Sloan forged on. ‘I think it would be as well, sir, also to allow for the possibility that they could be either animal bones or artificial ones.’

‘Like I said, someone having us on, do you think?’ growled the superintendent.

Sloan coughed. ‘Don’t you remember, sir, that the Berebury Preservation Society has a bit of a reputation for the exotic? Their Jonathon Ayling’s a bit of a wild card. What you might call their stunt-man.’

‘Is it them who’s doing it?’ snorted Leeyes combatively. ‘If so, then just wait until I…’

‘We don’t know yet that it’s anyone,’ said Sloan, adding sedulously, ‘And, of course, sir, it may not be us that they’re having on.’

‘Who else then?’ growled Leeyes, who was inclined to take things personally.

‘There’s the planning people for starters and then there’s the developers.’

The superintendent wasn’t listening. ‘Sloan, you don’t think that the bones could have come from an aurochs?’ He sounded almost wistful.

‘Sir?’

‘The extinct European bison.’

‘I couldn’t say, I’m sure,’ responded Sloan warily. The superintendent’s expertise in some fields was as reliable as his lack of knowledge in others. The trouble was that members of the Force couldn’t be certain of either.

‘Also known as the urus or wild ox.’

‘Really, sir?’ That must have come from “Archaeology and Anthropology for the Uninitiated”, an early evening class from which the superintendent had retired, hurt. This was after crossing swords with the lecturer on the thorny question of the descent of man – or, more specifically, the ancestry of criminal man.

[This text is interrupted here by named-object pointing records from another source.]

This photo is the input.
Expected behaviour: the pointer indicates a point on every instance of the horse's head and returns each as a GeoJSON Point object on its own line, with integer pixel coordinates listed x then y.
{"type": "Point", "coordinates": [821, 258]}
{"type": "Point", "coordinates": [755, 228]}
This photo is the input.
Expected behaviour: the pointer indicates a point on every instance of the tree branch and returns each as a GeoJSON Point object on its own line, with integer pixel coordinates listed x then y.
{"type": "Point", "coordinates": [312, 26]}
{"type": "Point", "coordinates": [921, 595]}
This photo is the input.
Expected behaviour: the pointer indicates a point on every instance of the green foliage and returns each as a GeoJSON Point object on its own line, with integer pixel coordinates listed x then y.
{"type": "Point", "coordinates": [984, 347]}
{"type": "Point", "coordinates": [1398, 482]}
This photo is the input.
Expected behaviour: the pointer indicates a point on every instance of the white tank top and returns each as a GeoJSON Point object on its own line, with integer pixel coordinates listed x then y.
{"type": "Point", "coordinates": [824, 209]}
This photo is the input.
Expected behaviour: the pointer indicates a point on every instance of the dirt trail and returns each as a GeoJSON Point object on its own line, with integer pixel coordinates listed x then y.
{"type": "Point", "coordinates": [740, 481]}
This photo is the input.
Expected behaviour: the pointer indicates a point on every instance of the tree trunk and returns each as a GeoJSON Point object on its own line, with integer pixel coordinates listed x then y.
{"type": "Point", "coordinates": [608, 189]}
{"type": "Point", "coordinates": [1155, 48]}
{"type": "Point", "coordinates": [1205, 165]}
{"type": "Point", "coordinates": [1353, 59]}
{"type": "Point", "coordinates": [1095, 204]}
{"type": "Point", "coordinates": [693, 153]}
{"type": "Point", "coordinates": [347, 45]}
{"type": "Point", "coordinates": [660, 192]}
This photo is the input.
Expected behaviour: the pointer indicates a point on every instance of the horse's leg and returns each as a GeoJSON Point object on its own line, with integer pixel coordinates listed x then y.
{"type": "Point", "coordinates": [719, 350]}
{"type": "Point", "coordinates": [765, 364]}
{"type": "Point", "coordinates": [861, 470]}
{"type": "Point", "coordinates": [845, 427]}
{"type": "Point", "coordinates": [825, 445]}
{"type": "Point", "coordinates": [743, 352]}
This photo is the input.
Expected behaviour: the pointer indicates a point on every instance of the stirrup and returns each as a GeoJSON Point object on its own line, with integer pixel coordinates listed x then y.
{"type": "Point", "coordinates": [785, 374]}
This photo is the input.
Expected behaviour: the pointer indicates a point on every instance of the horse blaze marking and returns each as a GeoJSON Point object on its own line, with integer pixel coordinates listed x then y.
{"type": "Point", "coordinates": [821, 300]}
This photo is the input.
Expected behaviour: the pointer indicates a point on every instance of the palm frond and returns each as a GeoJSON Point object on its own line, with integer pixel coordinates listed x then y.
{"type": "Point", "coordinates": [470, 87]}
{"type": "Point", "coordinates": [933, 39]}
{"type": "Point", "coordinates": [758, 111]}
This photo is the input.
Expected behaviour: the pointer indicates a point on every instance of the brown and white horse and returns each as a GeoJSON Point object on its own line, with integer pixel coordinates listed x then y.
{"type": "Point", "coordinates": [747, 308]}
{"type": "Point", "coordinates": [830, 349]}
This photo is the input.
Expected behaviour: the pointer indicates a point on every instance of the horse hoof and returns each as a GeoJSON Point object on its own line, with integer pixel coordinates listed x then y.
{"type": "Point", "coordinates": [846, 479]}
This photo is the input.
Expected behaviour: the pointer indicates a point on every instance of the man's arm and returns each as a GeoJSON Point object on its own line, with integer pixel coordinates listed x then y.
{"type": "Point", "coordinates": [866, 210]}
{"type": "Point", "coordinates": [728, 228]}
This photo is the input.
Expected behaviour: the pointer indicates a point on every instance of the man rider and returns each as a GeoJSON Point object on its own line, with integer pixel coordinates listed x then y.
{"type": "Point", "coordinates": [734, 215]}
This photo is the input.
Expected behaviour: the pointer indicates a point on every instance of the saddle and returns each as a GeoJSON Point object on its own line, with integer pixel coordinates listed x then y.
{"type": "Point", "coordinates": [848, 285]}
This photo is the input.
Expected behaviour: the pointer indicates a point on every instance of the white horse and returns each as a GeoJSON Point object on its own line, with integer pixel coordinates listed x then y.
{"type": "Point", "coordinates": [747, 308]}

‘They had a collection of bones from one of them in the
museum. We went to see it.’ Leeyes added, hit by a sudden thought, ‘You don’t suppose somebody’s stolen them from the Paleolithic Room there, do you?’

‘I’ll check, sir,’ promised Detective Inspector Sloan, adding that to his growing to-do list. ‘The museum people didn’t mention it this morning but there is definitely something very odd about the break-in there.’

‘And don’t try to tell me, Sloan,’ said Leeyes, tacitly agreeing with this, ‘that the nicking of that painting of Tolmie Park hours before the place was set on fire is just a coincidence.’

‘I shan’t,’ promised Detective Inspector Sloan truthfully.

‘Looking for Lionel Perry, are you?’ said Jock Stirling, the professional at the Berebury golf club, to the ginger-haired young man standing in front of the counter in his shop.

Ned Phillips nodded.

Stirling jerked his shoulder towards the course. ‘That’s him and his pals just putting out at the seventeenth now.’

Phillips looked enquiringly in the direction of the course.

‘Far right, middle distance,’ said Stirling. ‘As you can see, he’s playing in a four-ball and they’re always slow.’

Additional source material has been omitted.